Sunday Dawns in Kyoto

Report at Shimagyo Ward Police Station, Kyoto

Sunday Morning

A young couple, Nakao Masaru and Nakao Etsuko, arrived this morning to claim that they had been removed from their lodgings. They are new from the countryside and were renting a room from a “lady doctor” and her “scary boyfriend” who were often out of town. This morning they arrived with a third person, perhaps a woman, and kicked out the Nakaos without any warning, claiming a patient needed the space.

Did you get your possessions? I asked. Yes, they answered. As this is the case and the room was being rented on casual basis, there is no criminal issue. They noted that the “scary boyfriend” has a sword but given the number of mostly peaceful former samurai who inhabit Kyoto, the chief has decreed that sword-wearing alone does not constitute an issue.

As this is a civil matter, case not pursued. Report sent to Kyoto Central Precinct for filing.

Officer Yamada Tamotsu


(Asato)

“You didn’t have to kick out the Nakaos,” I tell Souji. “They never would have known who she was – they’re country bumpkins, not locals.”

“They would notice something, and blab. Besides, I hated having them here.”

I sigh. I have precious little sources of income and the money he makes as a sell-sword is sporadic. Even the pittance they paid covered some expense… and what we may or may not get out of Yagi-san is not certain…
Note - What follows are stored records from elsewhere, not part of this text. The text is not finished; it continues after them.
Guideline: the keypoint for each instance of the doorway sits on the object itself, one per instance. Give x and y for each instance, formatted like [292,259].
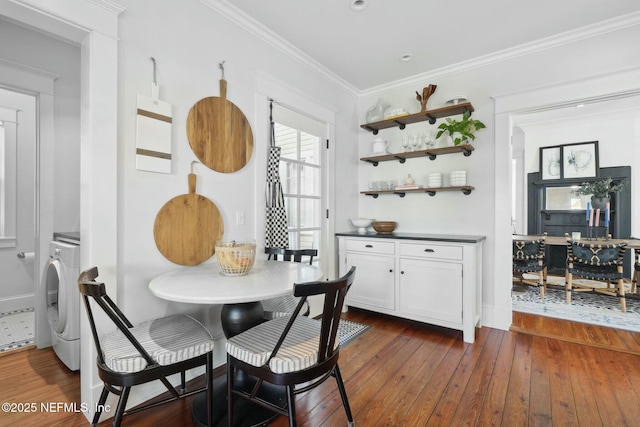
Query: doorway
[17,196]
[511,108]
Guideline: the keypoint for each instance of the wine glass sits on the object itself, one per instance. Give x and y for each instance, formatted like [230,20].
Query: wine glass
[415,141]
[405,142]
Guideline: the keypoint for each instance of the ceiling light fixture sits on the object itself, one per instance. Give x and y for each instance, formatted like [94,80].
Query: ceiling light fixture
[359,5]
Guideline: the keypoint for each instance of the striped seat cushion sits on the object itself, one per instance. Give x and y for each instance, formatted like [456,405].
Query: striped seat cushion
[299,350]
[282,306]
[168,340]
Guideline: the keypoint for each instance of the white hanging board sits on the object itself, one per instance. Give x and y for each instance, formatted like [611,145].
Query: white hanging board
[153,135]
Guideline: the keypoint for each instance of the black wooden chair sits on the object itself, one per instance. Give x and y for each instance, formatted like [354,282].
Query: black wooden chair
[284,306]
[294,351]
[528,256]
[636,272]
[153,350]
[596,262]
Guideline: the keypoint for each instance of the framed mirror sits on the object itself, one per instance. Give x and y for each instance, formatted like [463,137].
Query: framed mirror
[563,199]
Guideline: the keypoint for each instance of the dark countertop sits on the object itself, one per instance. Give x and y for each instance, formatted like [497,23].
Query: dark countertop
[459,238]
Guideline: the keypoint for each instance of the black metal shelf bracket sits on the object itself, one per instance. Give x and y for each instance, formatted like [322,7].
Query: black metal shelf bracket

He leans over Yagi-san. “Hmmm… no wakey yet?, Hide-chan?” But she’s still out cold. “She must have hit her head -bad-….” Souji looks pleased with himself.

“Do you remember… we all used to be here…” this room has grown shabbier over the years, but I remember it well, as I sketch out the memories that are still so vivid to me. “You’d come in for you treatments, and after a while, Yagi-san would pester you so much you’d send her out of the room…”

“Oh? So we were alone?” His smile has a sneaky edge to it. “I’m certain I behaved… or did I?”

I nod. Except when she caught him, he was always a gentleman. And now… well, of course he’s no longer a -boy-, he’s a man whose own family wanted to burn him, whose girlfriend just dumped him, and all the years since… well, of course he’s not going to be the -kind- young man anymore. But he’s still -my- Souji.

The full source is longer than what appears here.